[SYCL] Fix post-commit failure #13657

konradkusiak97 · 2024-05-06T08:22:32Z

No description provided.

aelovikov-intel · 2024-05-08T21:29:13Z

@konradkusiak97 , why can't this be tested locally? Our CI has limited resources, we wouldn't want the entire development be done in CI. Logs for post-commit CI tasks contain options passed to buildbot/configure.py and that should provide you enough information to reproduce this locally.

konradkusiak97 · 2024-05-08T21:36:38Z

@konradkusiak97 , why can't this be tested locally? Our CI has limited resources, we wouldn't want the entire development be done in CI. Logs for post-commit CI tasks contain options passed to buildbot/configure.py and that should provide you enough information to reproduce this locally.

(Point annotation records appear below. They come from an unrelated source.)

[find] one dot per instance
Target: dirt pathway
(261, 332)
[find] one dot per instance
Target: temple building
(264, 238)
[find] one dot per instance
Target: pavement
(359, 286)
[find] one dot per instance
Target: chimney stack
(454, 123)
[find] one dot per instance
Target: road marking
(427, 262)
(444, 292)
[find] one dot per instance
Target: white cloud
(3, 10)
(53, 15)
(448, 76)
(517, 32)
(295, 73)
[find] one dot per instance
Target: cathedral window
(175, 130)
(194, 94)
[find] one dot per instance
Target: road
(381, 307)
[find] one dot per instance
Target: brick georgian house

@aelovikov-intel, one of the previous failures was only appearing in the post-commit CI and wasn't reproducible locally which is why I was trying to get some insight into the problem here. But I understand your concern about the limited resources of the CI. I'll close this PR and try to work on the fix locally.

aelovikov-intel · 2024-05-08T21:40:54Z

@konradkusiak97 , why can't this be tested locally? Our CI has limited resources, we wouldn't want the entire development be done in CI. Logs for post-commit CI tasks contain options passed to buildbot/configure.py and that should provide you enough information to reproduce this locally.

@aelovikov-intel, one of the previous failures was only appearing in the post-commit CI and wasn't reproducible locally which is why I was trying to get some insight into the problem here. But I understand your concern about the limited resources of the CI. I'll close this PR and try to work on the fix locally.

I don't mind using CI this way if the failure is specific to the HW we use in CI. Otherwise, I'd be happy to help you reproduce locally or share a way to trigger post-commit only (without running pre-commit in addition to post).

konradkusiak97 · 2024-05-08T21:45:25Z

@konradkusiak97 , why can't this be tested locally? Our CI has limited resources, we wouldn't want the entire development be done in CI. Logs for post-commit CI tasks contain options passed to buildbot/configure.py and that should provide you enough information to reproduce this locally.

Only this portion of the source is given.